Ülkelerindeki savaştan kaçan Suriyeliler Hatay'a yerleşiyor. TTB, Suriye sınırında çalışan doktorlara ilişkin bir rapor hazırladı.
Abone olSavaştan kaçan Suriyelilerin en yoğun olarak yaşadığı il olan Hatay'da çalışan doktorların yaşadıkları ve sıkıntıları, Türk Tabipler Birliği'nce (TTB) raporlaştırıldı.
Cumhuriyet gazetesinden İklim Öngel'in haberine göre, TTB'nin hazırladığı Füsun Sayek Raporu’nda bu yıl Suriye’deki savaşın Hatay’a etkileri ele alındı.
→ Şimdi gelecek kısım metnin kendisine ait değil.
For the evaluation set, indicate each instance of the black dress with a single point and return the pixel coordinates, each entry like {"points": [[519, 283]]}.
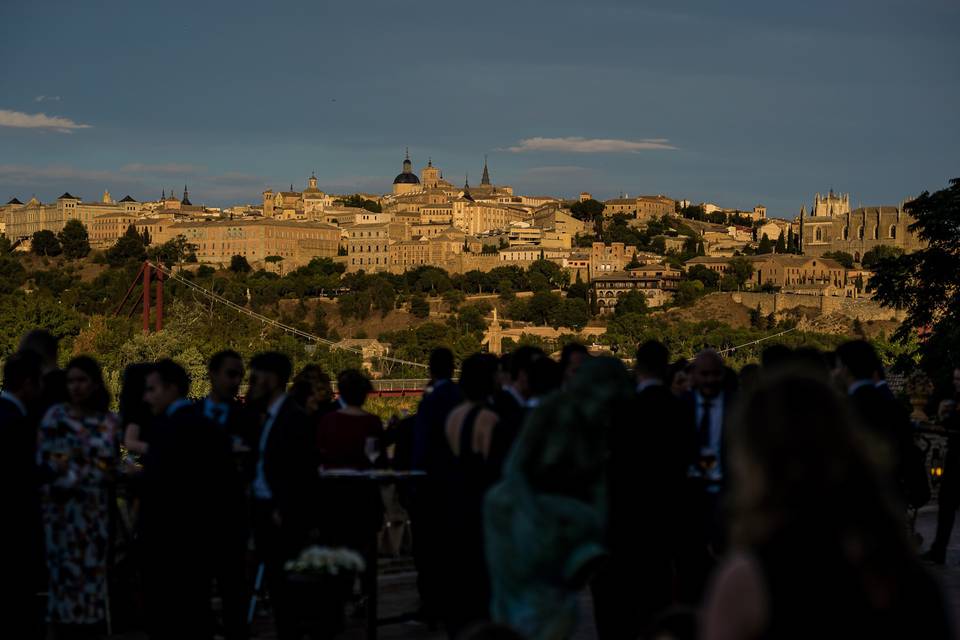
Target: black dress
{"points": [[466, 479]]}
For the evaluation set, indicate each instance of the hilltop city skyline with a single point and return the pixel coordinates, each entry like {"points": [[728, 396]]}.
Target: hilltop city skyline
{"points": [[738, 104]]}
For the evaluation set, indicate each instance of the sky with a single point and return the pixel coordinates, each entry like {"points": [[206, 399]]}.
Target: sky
{"points": [[736, 103]]}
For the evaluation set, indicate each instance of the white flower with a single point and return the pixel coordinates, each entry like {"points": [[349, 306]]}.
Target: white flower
{"points": [[326, 560]]}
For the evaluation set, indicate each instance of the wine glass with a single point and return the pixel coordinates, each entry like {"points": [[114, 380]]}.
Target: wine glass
{"points": [[371, 447], [708, 459]]}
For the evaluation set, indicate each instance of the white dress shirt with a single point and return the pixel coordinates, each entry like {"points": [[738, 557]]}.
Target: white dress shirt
{"points": [[261, 490]]}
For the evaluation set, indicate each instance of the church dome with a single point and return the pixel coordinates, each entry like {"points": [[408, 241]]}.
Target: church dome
{"points": [[406, 178]]}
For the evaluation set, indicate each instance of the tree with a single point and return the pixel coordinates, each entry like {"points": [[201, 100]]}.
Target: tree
{"points": [[239, 264], [633, 301], [878, 253], [765, 246], [844, 258], [740, 270], [926, 283], [45, 243], [781, 246], [128, 248], [419, 306], [74, 240]]}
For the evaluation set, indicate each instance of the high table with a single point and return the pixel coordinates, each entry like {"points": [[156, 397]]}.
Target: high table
{"points": [[380, 477]]}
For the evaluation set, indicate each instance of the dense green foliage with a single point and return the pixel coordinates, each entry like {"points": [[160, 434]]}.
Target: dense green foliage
{"points": [[926, 283]]}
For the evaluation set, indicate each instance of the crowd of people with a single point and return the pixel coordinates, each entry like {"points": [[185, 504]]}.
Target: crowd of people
{"points": [[688, 498]]}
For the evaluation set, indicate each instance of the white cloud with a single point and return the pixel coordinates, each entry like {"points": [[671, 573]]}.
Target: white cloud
{"points": [[590, 145], [19, 120], [170, 168]]}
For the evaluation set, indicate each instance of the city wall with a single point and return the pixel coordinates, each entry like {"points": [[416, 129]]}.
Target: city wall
{"points": [[862, 308]]}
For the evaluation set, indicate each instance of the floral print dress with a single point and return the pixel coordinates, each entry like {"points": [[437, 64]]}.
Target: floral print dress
{"points": [[80, 455]]}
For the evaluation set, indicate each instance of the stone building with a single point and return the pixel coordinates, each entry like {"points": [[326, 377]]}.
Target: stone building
{"points": [[606, 258], [368, 247], [23, 220], [783, 270], [406, 181], [657, 282], [833, 226], [297, 243]]}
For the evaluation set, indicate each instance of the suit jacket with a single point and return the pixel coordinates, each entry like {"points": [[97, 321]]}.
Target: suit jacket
{"points": [[512, 416], [431, 419], [886, 420], [690, 403], [19, 491], [647, 471], [290, 466], [189, 483]]}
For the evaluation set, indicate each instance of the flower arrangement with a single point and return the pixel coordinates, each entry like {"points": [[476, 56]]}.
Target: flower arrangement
{"points": [[316, 560]]}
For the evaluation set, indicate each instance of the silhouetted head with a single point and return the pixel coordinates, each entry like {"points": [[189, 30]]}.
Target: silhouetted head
{"points": [[166, 383], [653, 359], [571, 357], [707, 373], [441, 364], [23, 376], [85, 387], [354, 387], [226, 375], [44, 344], [478, 377], [269, 374]]}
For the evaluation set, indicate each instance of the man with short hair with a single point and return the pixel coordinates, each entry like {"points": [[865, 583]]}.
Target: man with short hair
{"points": [[702, 536], [220, 406], [646, 474], [429, 445], [284, 482], [856, 370], [186, 483], [949, 497], [47, 346], [22, 533]]}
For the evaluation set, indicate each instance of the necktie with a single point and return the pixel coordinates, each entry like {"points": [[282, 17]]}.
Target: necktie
{"points": [[704, 433]]}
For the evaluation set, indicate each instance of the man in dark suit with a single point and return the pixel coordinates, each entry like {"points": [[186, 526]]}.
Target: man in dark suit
{"points": [[647, 471], [949, 499], [186, 485], [883, 417], [702, 538], [511, 403], [285, 480], [47, 346], [439, 399], [22, 535], [238, 427]]}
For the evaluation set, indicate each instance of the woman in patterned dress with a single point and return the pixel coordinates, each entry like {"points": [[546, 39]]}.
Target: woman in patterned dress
{"points": [[79, 452]]}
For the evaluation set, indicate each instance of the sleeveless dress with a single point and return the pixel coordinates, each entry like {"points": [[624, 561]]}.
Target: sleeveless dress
{"points": [[81, 455], [466, 479]]}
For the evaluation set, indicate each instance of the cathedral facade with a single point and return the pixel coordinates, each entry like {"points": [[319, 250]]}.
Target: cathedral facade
{"points": [[833, 226]]}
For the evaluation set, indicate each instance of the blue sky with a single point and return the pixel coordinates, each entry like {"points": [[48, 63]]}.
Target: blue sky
{"points": [[730, 102]]}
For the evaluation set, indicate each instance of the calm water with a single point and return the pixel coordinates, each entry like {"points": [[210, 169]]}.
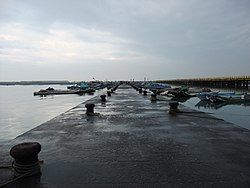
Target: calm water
{"points": [[20, 111], [238, 114]]}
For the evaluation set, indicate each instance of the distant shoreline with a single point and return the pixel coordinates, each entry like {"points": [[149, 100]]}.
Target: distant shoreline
{"points": [[37, 83]]}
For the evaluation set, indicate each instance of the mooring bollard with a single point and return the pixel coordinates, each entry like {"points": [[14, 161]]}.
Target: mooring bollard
{"points": [[153, 97], [109, 93], [26, 158], [90, 108], [103, 98], [173, 107]]}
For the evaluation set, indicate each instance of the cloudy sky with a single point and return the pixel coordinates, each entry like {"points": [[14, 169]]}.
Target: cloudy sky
{"points": [[123, 39]]}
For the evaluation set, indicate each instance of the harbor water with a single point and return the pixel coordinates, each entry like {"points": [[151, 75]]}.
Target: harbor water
{"points": [[20, 111]]}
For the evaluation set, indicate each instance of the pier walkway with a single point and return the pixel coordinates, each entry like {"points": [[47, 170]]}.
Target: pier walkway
{"points": [[133, 142]]}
TTB her yıl hazırladığı Füsun Sayek Raporu’nda bu yıl "Suriye İç Savaşı’nın Hatay’a Etkileri"ni ele aldı. Savaşın eşiğinde Hatay’da görev yapan özel, devlet ve fakülte hastanelerindeki doktorların yaşadıklarına değinilen raporda doktorlar, gözlem ve yaşadıklarını paylaştı.
"SAVAŞ HEKİMLİĞİ YAPTIK"
"Kendimizi tam bir savaş hekimliğinin ortasında bulduk. Suriye’de karışıklıklar başladığı dönemde çok yoğun savaş cerrahisi yapıyorduk. Çünkü bununla ilgili bir hazırlık yoktu. Ne yatak artırımı ne de yeterli kapasite düşünülmüştü. Bunun üzerine çatışmalardan akın akın yaralı gelmeye başladı. Suriyeli mülteci akını da vardı. Vatandaş bundan rahatsız oldu. İnsanlar mülteciler için 'Kamplarda kalsınlar, şehirlerde dolaşmasınlar' derken hastanelerde karşılaşmaya başladı."
KAMPTA 'VİAGRA' İSTEĞİ
"Üç kez kampta hekimlik yaptım. Tuhaf istekler oldu. Biri Viagrayı reçete etmemi istedi. Cebinden alabileceğini söyledim. Buna karşın biri kamp müdürü 4 kişi ısrarı sürdürdü."
SURİYELİ EŞ KRİZİ
"Kırıkhan’daki kadınlar eşlerinin ikinci ya da üçüncü eş olarak Suriyeli olması ve ondan kaynaklı depresyonla gelen hastalarım oldu. Bizim hastaneye 4-5 Suudi Arabistanlı hekim geldi. Tedavi taleplerini reddettik ama bazı evlerde tedavi girişimlerinin yapıldığını duyduk. Eski bir yurt bu tür sağlık girişimleri için dönüştürülmüş. Acile gelenler yaralıları görünce etkileniyordu. İnsanlarda moral bozukluğu, karamsarlık oldu. Şehrin sosyal dokusu bozuldu. Tanımadığımız kişiler, kara sakallı, savaş kıyafetli, Suriyelilere benzemeyen insanlarla karşılaşıldı. Eskiden Hatay’da gezerken 'Patlama olacak mı' kaygısı yaşamıyorduk. Şimdi yaşıyoruz. Dedikodu ve fısıltılar şehirde dolaşıyor, bu tür dedikodular yayılabiliyor. Güvenlik kaygımız var."
KAYITSIZ BİN 500 SURİYELİ...
"Bir aile hekimi olarak köyümde baktığım nüfus 2 bin 900. Bu olaydan sonra hiçbir yere kayıtlı olmayan 1500’e yakın Suriyeli yaşıyor. Sürekli sınırdan girip çıkıyorlar. Hiçbir belgeleri de yok. Onların nasıl sağlık hizmeti alacaklarıyla ilgili devlet bize bilgi vermedi. Son olarak kaymakamlık, onlara bakabileceğimizi ve reçetelerini kendilerinin karışılayacağını söyledi. Suriyeli hastalardan kızamık geçirenler olduğundan dolayı benim hastalarda da kızamık vakası görüldü. Antakya merkezde erişkinde kızamığa rastladık. Hastaneler o kadar doluydu ki kendi vatandaşımız yer bulamıyordu. Bir akrabam ameliyat oldu, oda zor bulundu. Kendisi 'Burada ikinci sınıf vatandaş olarak görülüyoruz' diyor."